I manifestanti prigionieri in Iran vengono sistematicamente torturati e tenuti in celle di isolamento al buio, senza cibo e acqua; spesso sia le donne che gli uomini vengono stuprati; non hanno diritto ad un avvocato difensore né a contattare o a ricevere visite di legali o di attivisti per i diritti umani.
Si stima che dall’inizio della rivolta giovanile, dal 16 settembre 2022, dopo l’uccisione di Mahsa Amini, almeno 130 avvocati di tutte le province del Paese, tra cui dozzine di donne, siano stati convocati o arrestati dalla magistratura. Le accuse vanno dall’abuso dell’esercizio della loro professione alle opinioni espresse sui social media, considerate espressioni di “inimicizia e odio contro Dio”.
Il trend è in aumento. Nel solo maggio 2023 sono stati settanta gli avvocati convocati e arrestati. I procedimenti sono per lo più condotti dal tribunale di sicurezza che ha sede nella famigerata prigione di Evin a Tehran. Contro di essi non sono state formulate pubblicamente accuse specifiche.
Gli avvocati vengono costretti durante le udienze a firmare una “lettera di impegno” in cui si obbligano a rispettare le disposizioni della magistratura come condizione per il loro rilascio su cauzione. Nella lettera viene espresso “rammarico” per le proteste insorte a livello nazionale e l’impegno a non contattare “reti di legali o organizzazioni per i diritti umani fuori dal paese, perché considerati elementi controrivoluzionari”. Una tale pratica è considerata una minaccia alla sicurezza del paese e può essere perseguita anche con l’ergastolo o con la condanna a morte.
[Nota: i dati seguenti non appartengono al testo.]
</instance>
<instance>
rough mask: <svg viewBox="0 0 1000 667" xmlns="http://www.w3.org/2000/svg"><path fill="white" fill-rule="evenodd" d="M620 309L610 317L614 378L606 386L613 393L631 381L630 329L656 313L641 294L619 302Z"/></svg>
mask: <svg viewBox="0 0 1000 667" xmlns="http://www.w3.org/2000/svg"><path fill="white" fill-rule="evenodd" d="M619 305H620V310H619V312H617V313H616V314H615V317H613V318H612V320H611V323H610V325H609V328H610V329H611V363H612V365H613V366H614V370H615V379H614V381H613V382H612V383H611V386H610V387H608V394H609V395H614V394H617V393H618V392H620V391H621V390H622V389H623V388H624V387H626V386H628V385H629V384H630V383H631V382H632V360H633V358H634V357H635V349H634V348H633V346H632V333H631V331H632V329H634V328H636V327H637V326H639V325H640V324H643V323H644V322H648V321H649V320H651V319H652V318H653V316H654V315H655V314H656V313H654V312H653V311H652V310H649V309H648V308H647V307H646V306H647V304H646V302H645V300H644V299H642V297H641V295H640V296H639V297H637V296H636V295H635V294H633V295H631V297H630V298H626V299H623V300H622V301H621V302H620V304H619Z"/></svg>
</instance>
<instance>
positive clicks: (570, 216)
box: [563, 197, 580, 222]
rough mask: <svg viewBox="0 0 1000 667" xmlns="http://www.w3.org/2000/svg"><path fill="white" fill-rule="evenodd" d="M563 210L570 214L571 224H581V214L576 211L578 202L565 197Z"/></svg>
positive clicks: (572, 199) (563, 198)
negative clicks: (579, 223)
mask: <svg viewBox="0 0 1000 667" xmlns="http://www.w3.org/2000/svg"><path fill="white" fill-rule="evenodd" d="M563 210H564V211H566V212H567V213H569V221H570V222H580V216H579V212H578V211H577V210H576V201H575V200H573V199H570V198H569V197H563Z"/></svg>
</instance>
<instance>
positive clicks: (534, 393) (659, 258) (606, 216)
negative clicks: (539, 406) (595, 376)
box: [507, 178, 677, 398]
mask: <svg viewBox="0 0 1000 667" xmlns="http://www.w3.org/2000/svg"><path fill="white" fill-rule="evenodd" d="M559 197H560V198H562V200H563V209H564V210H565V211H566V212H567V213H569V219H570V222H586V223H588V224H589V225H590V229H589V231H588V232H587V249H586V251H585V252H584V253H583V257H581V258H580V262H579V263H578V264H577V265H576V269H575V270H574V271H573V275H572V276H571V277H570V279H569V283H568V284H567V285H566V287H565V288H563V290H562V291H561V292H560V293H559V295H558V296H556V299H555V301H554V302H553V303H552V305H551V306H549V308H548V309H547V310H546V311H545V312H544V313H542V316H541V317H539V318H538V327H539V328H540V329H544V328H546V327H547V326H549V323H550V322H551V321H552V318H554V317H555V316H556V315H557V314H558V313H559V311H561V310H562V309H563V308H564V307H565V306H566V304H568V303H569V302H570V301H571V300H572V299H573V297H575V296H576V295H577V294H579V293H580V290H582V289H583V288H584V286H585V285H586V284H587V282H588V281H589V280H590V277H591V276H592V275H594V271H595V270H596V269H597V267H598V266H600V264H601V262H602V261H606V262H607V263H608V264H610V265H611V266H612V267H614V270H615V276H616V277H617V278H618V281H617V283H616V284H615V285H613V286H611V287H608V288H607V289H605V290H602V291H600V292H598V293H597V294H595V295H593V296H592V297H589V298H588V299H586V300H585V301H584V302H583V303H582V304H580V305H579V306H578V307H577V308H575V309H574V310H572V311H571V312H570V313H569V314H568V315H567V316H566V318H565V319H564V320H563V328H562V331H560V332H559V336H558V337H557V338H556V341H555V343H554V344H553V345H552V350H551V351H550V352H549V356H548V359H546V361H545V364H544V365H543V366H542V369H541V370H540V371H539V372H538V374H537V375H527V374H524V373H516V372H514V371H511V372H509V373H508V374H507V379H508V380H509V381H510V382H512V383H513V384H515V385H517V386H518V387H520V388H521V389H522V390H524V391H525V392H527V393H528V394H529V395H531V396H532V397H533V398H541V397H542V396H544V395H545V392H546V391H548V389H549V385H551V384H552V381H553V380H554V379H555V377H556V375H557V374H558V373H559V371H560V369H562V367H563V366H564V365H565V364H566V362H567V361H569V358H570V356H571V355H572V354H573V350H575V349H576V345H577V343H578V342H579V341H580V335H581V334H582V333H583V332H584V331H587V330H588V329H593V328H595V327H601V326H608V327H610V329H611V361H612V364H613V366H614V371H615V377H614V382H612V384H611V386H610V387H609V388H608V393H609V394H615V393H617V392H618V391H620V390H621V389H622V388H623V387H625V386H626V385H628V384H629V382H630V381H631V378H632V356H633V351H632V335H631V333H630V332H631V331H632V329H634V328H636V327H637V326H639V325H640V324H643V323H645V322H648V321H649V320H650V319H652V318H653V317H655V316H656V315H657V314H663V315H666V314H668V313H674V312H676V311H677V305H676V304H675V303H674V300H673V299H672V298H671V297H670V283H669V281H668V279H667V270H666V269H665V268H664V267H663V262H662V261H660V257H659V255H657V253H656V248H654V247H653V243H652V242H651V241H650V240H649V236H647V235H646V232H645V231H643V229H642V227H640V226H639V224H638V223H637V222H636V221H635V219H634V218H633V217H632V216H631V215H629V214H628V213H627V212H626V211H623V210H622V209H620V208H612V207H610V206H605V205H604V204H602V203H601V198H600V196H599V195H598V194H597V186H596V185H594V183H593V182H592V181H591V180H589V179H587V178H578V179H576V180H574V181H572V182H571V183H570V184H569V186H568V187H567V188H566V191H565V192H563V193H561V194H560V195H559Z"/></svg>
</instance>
È questa una tattica che mira a incutere timore e ad esercitare pressione sugli avvocati, affinché non sostengano le proteste e i manifestanti.
Il regime iraniano cerca così di mettere a tacere le voci dissenzienti e di sopprimere le aspirazioni del loro popolo. Tuttavia, larghi strati della popolazione, in particolare le donne, rimangono resilienti e determinate a continuare la coraggiosa e pacifica lotta intrapresa per un futuro migliore di libertà e di democrazia.